World Trade: The Special Case of China
While free trade with all nations is the avowed goal of both free traders (as my colleague Ryan Young and I outline in our new study, “Traders of the Lost Ark”) and the current administration, it has to be acknowledged that China is a special case. China has repeatedly been a bad actor in trade, breaking international trading norms in several respects. Something has to be done—but what?
China’s actions include, but are not limited to:
- Forced technology transfer and other forms of theft of intellectual property
- Restricting market access through non-tariff barriers like equity caps
- Insisting on special reference to the Chinese Communist Party in corporate charters
- Massive amounts of state aid to “national champions”
- Currency manipulation
Some of these are more important than others. As we say in our paper, so-called “currency manipulation” in fact amounts to a subsidy by the Chinese government to American consumers (and indeed, the U.S. can be credibly accused of practices that amount to the same thing), as does its state aid in respect of exports to the U.S. However, state aid within China acts as another form of restricting market access.
The current administration’s initial policy towards China did look as if it was well-targeted at China’s predatory practices. As AEI’s Derek Scissors points out, the initial goal of the first round of tariffs on Chinese companies last year was aimed at the specific violators of intellectual property rights. However, after the almost-collapse of Chinese mobile phone manufacturer ZTE, the President switched direction.
Current and threatened tariffs seem much less targeted.
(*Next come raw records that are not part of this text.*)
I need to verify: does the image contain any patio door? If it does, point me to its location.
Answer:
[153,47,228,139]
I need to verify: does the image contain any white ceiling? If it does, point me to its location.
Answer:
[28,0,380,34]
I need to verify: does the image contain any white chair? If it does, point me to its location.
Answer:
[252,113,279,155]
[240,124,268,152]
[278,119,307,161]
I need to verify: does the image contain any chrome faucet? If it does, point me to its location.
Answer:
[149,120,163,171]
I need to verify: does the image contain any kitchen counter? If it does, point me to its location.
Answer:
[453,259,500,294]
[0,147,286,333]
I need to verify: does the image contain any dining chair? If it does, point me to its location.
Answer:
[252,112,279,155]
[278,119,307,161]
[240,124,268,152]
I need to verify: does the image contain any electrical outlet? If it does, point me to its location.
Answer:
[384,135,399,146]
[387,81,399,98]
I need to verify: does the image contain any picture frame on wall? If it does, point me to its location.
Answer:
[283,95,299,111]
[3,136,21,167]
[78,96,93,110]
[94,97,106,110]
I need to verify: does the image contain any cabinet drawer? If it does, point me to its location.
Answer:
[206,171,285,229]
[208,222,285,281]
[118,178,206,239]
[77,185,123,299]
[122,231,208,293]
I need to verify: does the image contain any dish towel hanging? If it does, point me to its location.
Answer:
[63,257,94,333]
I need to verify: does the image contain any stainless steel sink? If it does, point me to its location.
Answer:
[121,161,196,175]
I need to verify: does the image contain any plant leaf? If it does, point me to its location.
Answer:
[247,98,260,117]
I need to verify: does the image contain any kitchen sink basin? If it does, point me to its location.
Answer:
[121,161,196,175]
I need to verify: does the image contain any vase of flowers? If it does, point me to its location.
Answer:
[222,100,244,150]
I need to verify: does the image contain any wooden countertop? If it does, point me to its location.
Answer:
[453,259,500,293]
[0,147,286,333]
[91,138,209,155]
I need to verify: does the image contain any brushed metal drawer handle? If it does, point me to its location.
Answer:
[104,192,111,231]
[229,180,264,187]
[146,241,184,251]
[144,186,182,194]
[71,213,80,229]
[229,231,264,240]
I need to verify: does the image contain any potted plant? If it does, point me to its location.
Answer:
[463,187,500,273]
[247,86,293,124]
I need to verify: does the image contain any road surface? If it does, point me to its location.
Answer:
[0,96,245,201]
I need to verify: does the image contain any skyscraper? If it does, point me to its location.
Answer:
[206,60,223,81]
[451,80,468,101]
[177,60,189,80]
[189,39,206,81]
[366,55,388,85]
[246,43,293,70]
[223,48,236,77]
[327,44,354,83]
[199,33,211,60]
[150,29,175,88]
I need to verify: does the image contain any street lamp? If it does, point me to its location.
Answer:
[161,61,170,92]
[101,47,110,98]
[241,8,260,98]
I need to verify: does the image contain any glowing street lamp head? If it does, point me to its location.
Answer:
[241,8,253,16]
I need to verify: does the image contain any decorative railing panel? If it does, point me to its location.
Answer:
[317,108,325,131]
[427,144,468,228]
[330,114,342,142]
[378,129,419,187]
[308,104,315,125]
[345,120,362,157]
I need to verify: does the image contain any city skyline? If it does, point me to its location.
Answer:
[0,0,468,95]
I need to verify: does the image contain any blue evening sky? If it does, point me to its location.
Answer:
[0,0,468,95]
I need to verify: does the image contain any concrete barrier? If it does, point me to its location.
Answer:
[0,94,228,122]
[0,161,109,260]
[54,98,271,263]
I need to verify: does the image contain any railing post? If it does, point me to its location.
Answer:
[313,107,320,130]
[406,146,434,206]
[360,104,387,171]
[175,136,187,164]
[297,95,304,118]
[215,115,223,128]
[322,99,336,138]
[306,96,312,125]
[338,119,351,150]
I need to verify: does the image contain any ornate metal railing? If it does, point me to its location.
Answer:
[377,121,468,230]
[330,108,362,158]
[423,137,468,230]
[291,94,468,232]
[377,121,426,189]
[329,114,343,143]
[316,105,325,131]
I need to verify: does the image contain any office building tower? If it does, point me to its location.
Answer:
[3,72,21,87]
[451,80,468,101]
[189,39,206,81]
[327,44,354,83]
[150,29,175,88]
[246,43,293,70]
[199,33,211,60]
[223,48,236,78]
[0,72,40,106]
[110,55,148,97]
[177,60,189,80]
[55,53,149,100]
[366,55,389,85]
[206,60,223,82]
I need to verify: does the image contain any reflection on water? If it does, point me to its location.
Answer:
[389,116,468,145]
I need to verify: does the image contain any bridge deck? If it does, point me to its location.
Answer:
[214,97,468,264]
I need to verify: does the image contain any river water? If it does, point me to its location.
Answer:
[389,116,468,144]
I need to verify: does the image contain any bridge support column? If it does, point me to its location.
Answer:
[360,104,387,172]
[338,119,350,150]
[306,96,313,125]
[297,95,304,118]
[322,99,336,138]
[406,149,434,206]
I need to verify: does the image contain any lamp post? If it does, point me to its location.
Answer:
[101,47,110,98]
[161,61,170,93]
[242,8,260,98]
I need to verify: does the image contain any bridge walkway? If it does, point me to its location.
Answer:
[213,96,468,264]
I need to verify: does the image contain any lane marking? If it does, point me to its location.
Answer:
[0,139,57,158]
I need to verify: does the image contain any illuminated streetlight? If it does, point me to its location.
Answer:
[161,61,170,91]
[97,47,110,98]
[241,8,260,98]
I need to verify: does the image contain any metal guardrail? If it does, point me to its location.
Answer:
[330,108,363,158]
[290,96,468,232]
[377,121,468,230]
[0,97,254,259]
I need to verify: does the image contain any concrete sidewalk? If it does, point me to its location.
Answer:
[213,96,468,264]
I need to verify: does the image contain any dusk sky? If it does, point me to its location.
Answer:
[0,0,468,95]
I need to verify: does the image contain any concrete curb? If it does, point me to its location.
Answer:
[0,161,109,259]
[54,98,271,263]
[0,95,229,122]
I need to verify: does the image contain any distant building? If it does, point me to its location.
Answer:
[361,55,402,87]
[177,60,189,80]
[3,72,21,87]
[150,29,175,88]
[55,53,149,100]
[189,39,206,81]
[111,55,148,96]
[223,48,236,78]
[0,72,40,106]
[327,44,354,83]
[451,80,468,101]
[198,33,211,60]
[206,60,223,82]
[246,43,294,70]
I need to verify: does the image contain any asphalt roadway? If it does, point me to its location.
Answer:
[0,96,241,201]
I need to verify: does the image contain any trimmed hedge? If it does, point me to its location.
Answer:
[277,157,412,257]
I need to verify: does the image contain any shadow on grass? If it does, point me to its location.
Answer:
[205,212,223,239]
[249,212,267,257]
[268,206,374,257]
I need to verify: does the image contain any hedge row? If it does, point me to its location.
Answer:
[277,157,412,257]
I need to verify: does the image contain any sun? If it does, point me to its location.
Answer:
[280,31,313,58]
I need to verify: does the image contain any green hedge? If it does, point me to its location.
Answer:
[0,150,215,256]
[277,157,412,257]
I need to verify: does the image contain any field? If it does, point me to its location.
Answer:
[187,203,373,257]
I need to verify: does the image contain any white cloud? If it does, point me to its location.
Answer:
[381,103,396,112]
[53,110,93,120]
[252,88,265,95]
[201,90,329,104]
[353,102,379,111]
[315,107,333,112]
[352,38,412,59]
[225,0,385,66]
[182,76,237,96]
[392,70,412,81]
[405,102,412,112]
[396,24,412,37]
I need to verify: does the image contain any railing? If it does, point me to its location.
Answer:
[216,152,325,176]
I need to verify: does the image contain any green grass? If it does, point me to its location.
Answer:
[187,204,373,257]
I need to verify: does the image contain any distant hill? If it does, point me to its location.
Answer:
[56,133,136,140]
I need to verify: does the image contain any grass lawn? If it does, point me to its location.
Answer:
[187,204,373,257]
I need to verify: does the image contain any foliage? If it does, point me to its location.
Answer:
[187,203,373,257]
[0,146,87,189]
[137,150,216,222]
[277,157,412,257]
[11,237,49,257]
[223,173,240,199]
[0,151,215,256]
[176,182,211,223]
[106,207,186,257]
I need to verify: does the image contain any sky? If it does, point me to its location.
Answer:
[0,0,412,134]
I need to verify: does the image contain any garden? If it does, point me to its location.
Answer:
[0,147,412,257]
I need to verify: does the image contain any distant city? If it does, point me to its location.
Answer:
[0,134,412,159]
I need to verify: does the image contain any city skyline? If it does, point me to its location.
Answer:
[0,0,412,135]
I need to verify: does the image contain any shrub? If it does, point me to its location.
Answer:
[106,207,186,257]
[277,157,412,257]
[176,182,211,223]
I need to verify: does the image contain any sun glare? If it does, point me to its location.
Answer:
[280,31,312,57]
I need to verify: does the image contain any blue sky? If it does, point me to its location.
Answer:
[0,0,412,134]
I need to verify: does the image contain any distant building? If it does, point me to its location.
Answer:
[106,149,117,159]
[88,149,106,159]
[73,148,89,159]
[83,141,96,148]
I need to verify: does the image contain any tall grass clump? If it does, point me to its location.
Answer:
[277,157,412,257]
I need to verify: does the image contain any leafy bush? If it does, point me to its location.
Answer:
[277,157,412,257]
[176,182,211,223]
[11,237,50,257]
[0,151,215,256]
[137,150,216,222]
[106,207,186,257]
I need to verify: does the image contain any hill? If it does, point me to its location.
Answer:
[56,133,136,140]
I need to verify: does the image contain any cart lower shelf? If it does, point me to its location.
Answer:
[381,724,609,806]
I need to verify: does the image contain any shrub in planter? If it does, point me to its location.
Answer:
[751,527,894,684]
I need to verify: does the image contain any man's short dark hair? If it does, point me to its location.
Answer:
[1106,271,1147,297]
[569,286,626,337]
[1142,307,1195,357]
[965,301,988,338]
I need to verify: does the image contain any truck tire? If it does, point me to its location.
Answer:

Indeed, as the Heritage Foundation’s Riley Walters says, “[C]urrent U.S. policies toward China seem more like American industrial policy than an attempt to reform China.” As the costs of the tariff war escalate and neither side shows any signs of backing down, Walters also points out that:
Instead of taking an approach that commits to conservative principles aligned with free trade, rule of law, and a limited government, the White House has committed to an approach more characteristic of Beijing—the use of economic leverage as a means of coercion.
This has been a mistake. There is, however, another suite of policies that the White House could follow. They include:
- Work with allies to rebuild the World Trade Organization and use its procedures to hold China to account. As we say in our paper, the WTO’s dispute resolution process has generally worked well. Tariffs are an end-point in that process rather than a beginning. This would require rebuilding relations with allies that have been strained by the administration’s trade policies, presenting a united front, and solving some of the problems that have made the WTO less effective in recent years (we will have a subsequent post on that issue). In particular, the U.S. should work to remove China’s WTO status as a developing country, which allows it to maintain its barriers to investment. America should also take the lead in developing WTO rules restricting the scope of State Owned Enterprises.
- Work towards reaching an agreement with China whereby it would remove its barriers to investment and reduce its non-tariff requirements on foreign firms, in particular any references in charters to the Chinese Communist Party.
- Help to create new global trade alliances based around principles of economic liberty that will provide an attractive counter-option to China’s Belt and Road and other initiatives.
- Deploy carefully targeted tariffs against intellectual property abusers who pose genuine threats to national security. As noted above, this was the initial intent of the first round of tariffs and is an appropriate use of the national security provisions in trade law. The administration must be careful to avoid this becoming the first step on a slippery slope back to more general tariffs, which will encourage rather than deter intellectual property abusers.
A combination of carrot and stick might well work better than the current stick-only approach (especially as the stick is also beating American businesses and consumers).
However, the fundamental problem with China’s current approach is one that cannot be solved with trade policy alone. China is receding from the more entrepreneurial state it was in the 1990s and early 2000s back into a neo-Maoist dictatorship. In that respect, America must once again be the shining city on a hill, a beacon of liberty to the rest of the world. Anything less will prevent any meaningful chance of reform in China.